A aprovação pela Câmara, em primeira votação, da CPMF (Contribuição Provisória sobre Movimentação Financeira), representa mais um "strip-tease" do governo.
O desnudamento realizado mostra uma vocação para a obtenção facilitada de recursos da população, via um tributo indecoroso na sua incidência, eis que não apenas significa um assalto legalizado na conta corrente da população, mas agrava todos os custos de nossa economia.
Não há limites para a voracidade arrecadatória governamental. O curioso é que, desta vez, um especialista na realização de melindrosos cortes cirúrgicos em órgão vital -o coração- tornou-se paladino do corte nos bolsos de todos os cidadãos residentes no país. Claro que no caso não se está utilizando da técnica da gilete ou da navalha, típico dos punguistas, que buscam, nos traseiros descuidados, o produto de sua atividade ilegal.
O Congresso, que tem sido responsabilizado pelo presidente Fernando Henrique Cardoso de sabotar seu governo, mais uma vez atende aos ucasses governamentais, docilmente.

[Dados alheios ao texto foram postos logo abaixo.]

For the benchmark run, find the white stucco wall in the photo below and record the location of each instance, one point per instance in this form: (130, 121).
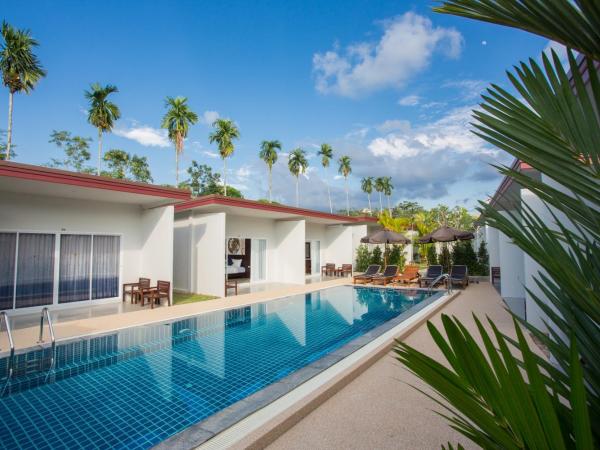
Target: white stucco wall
(289, 260)
(143, 232)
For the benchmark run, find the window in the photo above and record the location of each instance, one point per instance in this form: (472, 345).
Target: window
(35, 270)
(88, 268)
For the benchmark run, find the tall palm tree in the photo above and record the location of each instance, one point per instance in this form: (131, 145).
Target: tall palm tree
(268, 153)
(388, 187)
(326, 153)
(297, 163)
(380, 187)
(177, 121)
(345, 169)
(366, 184)
(225, 132)
(20, 67)
(102, 113)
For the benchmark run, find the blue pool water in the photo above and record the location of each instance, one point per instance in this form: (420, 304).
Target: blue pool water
(137, 387)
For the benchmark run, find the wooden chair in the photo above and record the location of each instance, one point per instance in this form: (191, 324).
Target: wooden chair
(344, 271)
(328, 269)
(134, 290)
(408, 275)
(155, 294)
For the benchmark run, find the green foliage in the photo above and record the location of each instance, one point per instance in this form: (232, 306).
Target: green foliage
(377, 256)
(121, 165)
(363, 257)
(463, 254)
(431, 255)
(500, 394)
(76, 149)
(483, 260)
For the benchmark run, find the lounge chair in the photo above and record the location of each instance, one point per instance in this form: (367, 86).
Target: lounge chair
(410, 273)
(432, 273)
(387, 276)
(459, 275)
(345, 270)
(371, 271)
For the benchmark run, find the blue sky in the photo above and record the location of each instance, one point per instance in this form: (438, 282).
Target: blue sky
(389, 83)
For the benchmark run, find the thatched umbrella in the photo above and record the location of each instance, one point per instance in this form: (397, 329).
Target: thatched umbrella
(385, 237)
(446, 234)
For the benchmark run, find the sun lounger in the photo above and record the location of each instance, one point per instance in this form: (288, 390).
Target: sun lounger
(387, 276)
(459, 275)
(371, 271)
(432, 273)
(410, 273)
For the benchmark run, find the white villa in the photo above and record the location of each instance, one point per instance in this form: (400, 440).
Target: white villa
(257, 242)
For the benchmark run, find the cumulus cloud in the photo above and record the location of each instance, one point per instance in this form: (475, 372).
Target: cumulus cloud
(409, 100)
(145, 135)
(405, 48)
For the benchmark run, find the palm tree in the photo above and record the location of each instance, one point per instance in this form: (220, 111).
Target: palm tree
(326, 153)
(268, 153)
(297, 164)
(387, 191)
(380, 187)
(102, 113)
(225, 132)
(177, 121)
(366, 184)
(345, 169)
(20, 68)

Fica evidente, embora alegue-se a finalidade altruísta da CPMF, que a tão propalada redução do "custo Brasil" é o que os saxões chamam de "wishfull thinking", ou, pior ainda, expediente do governamental marketing a iludir determinados setores da economia do país.

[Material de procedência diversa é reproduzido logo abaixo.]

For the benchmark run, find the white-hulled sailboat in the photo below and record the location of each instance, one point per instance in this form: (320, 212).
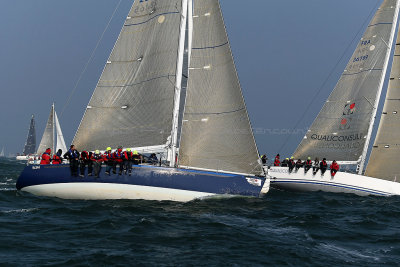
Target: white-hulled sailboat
(342, 130)
(170, 85)
(30, 144)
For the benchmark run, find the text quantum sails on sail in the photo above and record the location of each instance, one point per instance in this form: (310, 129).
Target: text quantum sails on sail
(137, 104)
(343, 128)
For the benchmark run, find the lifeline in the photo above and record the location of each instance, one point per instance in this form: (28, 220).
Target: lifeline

Incapaz de reduzir efetivamente seus gastos, a não ser mediante o arrocho salarial dos servidores, o governo federal manda mais uma conta para ser paga pela população.
A saúde do povo é algo estratégico. Não se discute isso. Mas os exemplos recentes da incúria federal em controlar a utilização moralizada dos recursos públicos no setor é uma vergonha. Os velhinhos sacrificados na clínica Santa Genoveva, as vítimas indefesas da hemodiálise em Caruaru estão a clamar que o problema não se soluciona apenas com a colocação de mais dinheiro à disposição de uma burocracia incompetente, para atendimento da indústria privada imoral que se montou para explorar a população.
Ocorre que novos problemas vão surgir. A CPMF não poderá ser cobrada neste ano. Embora se lhe dê o nome de contribuição, sua natureza jurídica é de imposto. O anterior IPMF é o modelo.
Neste mundo cada vez mais tolerante, o Supremo Tribunal Federal não vai admitir o travesti tributário. A CPMF tem natureza de imposto. Assim, se aplica o princípio da anterioridade da lei. Sua cobrança só poderá ser feita em 1997.

Osiris de Azevedo Lopes Filho, 56, advogado, é professor de Direito Tributário e Financeiro da Universidade de Brasília e ex-secretário da Receita Federal.